How to circumvent or alter screen timeout group policy when not on the domain?
Solution 1
I've been able to demonstrate to myself that the presentationsettings tool that I originally suggested does "respect" the Group Policy settings that prevent a user from changing their screen saver. I wasn't aware of this behavior but it certainly makes sense, given that users would just use this tool to exempt themselves from screen savers when nothing presentation-related was happening.
As @HopelessN00b mentions you may want to change the Group Policy, as it applies to the "remote" laptop computers. You'll need to invoke Loopback Policy Processing because screensaver settings are per-user, not per-computer. Loopback Policy Processing allows you to apply user settings to a computer irrespective of the user who as logged-on.
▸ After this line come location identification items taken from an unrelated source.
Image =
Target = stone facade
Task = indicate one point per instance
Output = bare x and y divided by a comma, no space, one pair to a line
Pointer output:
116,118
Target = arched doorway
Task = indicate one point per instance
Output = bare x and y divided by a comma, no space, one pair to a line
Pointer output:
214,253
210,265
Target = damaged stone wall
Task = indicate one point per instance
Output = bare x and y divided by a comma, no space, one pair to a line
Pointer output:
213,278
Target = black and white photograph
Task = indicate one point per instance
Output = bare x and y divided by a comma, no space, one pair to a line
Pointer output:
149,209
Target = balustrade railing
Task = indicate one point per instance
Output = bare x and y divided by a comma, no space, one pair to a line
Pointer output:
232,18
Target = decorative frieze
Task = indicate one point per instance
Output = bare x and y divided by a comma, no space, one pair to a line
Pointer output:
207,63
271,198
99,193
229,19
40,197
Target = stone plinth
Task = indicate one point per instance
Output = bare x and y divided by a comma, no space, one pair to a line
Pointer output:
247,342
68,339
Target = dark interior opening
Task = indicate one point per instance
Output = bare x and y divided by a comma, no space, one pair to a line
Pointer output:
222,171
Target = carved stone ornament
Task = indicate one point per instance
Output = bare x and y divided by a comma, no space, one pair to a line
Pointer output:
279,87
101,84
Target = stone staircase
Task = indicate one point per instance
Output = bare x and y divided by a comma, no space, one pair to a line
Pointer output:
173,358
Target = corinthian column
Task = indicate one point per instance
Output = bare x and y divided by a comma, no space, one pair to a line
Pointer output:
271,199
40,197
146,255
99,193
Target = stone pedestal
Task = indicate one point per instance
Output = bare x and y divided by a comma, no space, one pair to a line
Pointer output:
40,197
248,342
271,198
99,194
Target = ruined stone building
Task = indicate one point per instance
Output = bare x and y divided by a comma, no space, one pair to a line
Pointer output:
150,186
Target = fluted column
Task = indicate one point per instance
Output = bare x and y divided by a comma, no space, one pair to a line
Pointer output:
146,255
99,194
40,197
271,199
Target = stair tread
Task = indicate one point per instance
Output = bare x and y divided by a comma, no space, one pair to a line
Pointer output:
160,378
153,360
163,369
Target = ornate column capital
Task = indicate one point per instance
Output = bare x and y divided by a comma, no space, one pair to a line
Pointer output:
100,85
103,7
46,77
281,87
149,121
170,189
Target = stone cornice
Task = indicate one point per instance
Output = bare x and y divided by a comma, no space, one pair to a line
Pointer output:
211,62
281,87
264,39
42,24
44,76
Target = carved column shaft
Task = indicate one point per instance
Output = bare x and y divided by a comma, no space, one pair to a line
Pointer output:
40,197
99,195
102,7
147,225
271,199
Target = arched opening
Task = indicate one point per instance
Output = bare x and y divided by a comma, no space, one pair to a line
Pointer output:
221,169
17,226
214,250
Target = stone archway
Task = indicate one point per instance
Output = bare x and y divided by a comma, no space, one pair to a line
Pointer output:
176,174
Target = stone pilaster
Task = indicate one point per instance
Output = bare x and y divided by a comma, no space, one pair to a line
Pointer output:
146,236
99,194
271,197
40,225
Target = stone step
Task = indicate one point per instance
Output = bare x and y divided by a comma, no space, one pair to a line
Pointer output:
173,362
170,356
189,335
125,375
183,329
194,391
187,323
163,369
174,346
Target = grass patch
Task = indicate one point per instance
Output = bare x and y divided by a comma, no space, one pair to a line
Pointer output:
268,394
The feature is, unfortunately, confusing to a lot of people. It has a couple of different "modes" (Merge versus Replace) that make it even more confusing. For your application, you could create an link a GPO to a hyopthetical "Remote Laptop Comptuers" OU that enables Loopback Policy Processing in "Merge" mode in its "Computer Configuration" section and, in its "User Configuration" section, sets the screensaver properties to whatever you'd like. When next those machines are rebooted (because the switch from non-Loopback to Loopback requires a reboot-- background policy refresh won't enable it) you'll see the machines begin to pick up the screensaver settings from this new GPO.
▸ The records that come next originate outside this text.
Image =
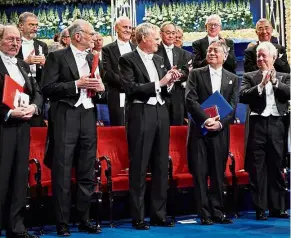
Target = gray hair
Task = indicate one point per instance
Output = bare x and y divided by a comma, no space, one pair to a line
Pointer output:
144,29
269,47
211,17
23,16
76,27
166,24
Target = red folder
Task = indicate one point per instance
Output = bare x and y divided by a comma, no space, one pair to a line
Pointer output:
95,62
9,91
211,111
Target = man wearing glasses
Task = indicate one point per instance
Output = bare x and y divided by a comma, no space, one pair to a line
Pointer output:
174,57
72,123
213,28
264,31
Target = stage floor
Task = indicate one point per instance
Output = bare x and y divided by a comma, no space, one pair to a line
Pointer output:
246,227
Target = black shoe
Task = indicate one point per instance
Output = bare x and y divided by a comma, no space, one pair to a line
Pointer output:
206,221
140,225
164,222
261,216
63,230
88,227
24,234
279,214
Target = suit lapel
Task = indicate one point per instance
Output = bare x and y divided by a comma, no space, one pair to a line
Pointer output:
207,80
158,67
224,81
140,64
3,69
26,78
69,57
175,56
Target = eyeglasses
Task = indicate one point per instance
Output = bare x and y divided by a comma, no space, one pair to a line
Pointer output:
12,39
89,33
170,33
213,25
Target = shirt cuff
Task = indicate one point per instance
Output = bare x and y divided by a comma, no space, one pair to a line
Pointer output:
157,87
77,91
8,115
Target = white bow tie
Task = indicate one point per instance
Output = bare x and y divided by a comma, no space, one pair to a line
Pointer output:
149,56
9,60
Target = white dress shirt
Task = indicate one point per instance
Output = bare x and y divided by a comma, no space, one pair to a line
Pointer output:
169,51
211,39
124,47
215,75
27,49
147,59
271,107
83,69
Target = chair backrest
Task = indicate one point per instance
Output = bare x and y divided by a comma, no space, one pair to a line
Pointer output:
177,150
237,146
112,142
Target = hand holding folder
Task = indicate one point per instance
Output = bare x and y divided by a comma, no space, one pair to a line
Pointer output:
95,62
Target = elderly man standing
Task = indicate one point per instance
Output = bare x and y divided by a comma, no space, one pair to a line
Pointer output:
146,83
213,28
207,153
67,84
264,31
267,92
110,56
14,135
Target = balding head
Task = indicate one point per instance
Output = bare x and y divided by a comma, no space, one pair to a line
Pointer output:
10,41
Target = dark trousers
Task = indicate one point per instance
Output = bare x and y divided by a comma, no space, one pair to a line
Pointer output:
265,151
148,142
74,132
116,113
14,154
207,155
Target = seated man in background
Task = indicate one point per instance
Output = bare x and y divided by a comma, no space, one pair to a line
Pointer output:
213,28
264,31
267,92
Short of writing some kind of hackish client-side service program to reach into the user's registry and toggle the Group Policy screen saver restriction value (since the user can't do it themselves because of registry permissions) I think you're stuck in a situation where you're going to have to choose the lesser of the evils and either disable screen saver restrictions for users on the laptop computers, use some third-party "mouse jiggler" or keyboard simulation software, or just tell the users to live with it.
Edit:
There any number of third-party programs that can do what you're looking for, but there's a certain "elegance" to doing things with only built-in OS components.
Here's a little VBScript program, suitable for execution by wscript.exe (meaning that you could deploy this w/ Group Policy Preferences directly into the computer's "Startup" folder) that should do what you're looking for, assuming that your domain's DNS name isn't able to be resolved externally to your network. (If it is able to be resolved externally then, frankly, you get what you deserve.)
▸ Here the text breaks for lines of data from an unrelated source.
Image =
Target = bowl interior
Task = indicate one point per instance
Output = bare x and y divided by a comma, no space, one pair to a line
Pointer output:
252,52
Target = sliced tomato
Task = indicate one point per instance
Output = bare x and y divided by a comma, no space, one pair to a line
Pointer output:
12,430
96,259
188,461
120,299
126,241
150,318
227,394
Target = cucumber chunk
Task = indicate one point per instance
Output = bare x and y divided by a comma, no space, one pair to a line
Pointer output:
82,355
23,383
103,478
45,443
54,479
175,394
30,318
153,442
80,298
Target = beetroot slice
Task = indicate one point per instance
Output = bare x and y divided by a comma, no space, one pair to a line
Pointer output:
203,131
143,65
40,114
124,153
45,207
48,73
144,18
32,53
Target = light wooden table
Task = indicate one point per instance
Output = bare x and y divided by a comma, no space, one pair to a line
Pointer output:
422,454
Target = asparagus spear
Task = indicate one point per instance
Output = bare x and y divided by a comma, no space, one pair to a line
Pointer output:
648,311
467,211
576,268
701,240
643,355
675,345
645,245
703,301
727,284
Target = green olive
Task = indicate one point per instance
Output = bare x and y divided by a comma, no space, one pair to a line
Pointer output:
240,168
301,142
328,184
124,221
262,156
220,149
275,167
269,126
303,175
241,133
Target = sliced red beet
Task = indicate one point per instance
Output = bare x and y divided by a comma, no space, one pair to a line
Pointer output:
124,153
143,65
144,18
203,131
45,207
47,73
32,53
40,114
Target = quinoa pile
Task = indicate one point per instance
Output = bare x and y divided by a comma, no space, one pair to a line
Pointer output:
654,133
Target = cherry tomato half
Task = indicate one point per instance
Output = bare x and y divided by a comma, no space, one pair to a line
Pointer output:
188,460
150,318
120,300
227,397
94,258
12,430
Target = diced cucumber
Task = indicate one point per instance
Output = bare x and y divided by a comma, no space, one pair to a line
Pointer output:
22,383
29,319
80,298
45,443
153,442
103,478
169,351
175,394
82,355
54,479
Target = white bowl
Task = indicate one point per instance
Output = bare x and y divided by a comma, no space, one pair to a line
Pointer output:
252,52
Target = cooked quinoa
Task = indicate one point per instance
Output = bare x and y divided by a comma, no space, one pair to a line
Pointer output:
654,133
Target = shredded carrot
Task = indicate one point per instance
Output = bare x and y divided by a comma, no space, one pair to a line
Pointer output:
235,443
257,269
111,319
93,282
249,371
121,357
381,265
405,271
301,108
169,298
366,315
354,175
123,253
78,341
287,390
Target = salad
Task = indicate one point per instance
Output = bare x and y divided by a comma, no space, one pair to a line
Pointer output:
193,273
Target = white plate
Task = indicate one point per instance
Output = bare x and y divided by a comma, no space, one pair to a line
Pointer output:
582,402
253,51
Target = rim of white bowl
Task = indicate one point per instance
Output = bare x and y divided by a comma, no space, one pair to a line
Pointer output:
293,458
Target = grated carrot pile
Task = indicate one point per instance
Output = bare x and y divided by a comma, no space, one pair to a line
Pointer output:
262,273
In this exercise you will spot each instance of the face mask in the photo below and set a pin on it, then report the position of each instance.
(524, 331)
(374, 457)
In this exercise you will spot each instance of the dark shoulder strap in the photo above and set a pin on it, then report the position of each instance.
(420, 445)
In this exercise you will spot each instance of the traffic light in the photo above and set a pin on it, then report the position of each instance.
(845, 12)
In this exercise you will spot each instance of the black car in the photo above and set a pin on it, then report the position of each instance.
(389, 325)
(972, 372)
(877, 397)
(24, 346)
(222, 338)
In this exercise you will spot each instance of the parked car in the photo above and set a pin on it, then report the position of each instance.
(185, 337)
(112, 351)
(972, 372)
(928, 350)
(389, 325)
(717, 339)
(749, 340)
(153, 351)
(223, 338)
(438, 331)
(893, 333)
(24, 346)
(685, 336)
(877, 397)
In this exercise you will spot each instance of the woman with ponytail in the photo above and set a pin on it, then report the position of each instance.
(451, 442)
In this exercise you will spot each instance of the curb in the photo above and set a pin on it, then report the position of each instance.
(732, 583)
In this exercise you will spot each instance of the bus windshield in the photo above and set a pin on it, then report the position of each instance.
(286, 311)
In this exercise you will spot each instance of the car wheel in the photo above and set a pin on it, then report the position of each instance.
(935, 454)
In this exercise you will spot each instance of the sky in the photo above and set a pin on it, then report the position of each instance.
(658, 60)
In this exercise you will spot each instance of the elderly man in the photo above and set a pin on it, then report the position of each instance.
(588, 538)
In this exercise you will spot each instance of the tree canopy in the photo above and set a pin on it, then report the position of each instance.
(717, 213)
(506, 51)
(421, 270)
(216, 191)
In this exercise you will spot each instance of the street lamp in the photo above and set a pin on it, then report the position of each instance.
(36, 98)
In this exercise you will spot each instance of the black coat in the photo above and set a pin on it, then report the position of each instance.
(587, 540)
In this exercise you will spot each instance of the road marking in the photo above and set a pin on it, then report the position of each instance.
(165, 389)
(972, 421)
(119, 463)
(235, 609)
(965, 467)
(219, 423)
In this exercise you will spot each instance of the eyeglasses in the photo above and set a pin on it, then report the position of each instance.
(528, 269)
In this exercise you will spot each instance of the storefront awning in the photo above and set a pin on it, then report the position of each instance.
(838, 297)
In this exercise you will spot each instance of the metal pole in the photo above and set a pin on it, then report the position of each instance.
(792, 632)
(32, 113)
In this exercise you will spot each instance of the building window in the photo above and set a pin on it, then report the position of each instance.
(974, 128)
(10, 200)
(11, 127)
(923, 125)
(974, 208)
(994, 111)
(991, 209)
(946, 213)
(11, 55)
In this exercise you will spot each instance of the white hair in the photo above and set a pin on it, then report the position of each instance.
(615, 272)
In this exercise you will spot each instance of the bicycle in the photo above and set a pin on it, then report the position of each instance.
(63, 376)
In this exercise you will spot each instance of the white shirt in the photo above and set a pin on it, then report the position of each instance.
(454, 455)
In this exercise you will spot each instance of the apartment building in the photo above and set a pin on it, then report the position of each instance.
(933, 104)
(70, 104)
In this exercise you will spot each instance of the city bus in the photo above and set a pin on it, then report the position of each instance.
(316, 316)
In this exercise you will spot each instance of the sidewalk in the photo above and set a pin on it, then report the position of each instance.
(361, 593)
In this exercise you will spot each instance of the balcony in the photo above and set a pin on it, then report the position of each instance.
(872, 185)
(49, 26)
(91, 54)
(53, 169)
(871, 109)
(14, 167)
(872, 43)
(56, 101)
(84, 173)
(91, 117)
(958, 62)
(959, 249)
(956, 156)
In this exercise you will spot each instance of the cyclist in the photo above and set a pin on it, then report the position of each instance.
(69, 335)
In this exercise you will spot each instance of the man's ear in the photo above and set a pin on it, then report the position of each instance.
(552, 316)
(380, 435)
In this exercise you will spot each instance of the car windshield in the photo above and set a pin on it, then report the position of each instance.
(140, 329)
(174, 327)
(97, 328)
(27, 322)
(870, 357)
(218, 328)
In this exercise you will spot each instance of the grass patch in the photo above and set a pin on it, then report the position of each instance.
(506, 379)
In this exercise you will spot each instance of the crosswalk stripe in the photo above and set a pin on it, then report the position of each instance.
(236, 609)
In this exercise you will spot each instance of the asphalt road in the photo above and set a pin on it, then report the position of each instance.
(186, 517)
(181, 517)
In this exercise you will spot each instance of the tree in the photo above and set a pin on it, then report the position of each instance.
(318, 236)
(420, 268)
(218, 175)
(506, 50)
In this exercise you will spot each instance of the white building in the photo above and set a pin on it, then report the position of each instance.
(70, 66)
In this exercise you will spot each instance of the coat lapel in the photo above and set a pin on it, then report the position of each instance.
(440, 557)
This script sits in a polling loop, using nslookup to resolve the domain named in the USERDNSDOMAIN environment variable. It polls every 10 seconds, but you can modify that by altering the Const POLL_DELAY line. (The strange gyration of executing itself again is necessary because, if executed only by wscript.exe, a window will briefly appear on each polling interval-- not a good thing at all.)
When the domain name doesn't resolve the "F15" key is "pressed", causing enough activity that Windows will not activate the screensaver.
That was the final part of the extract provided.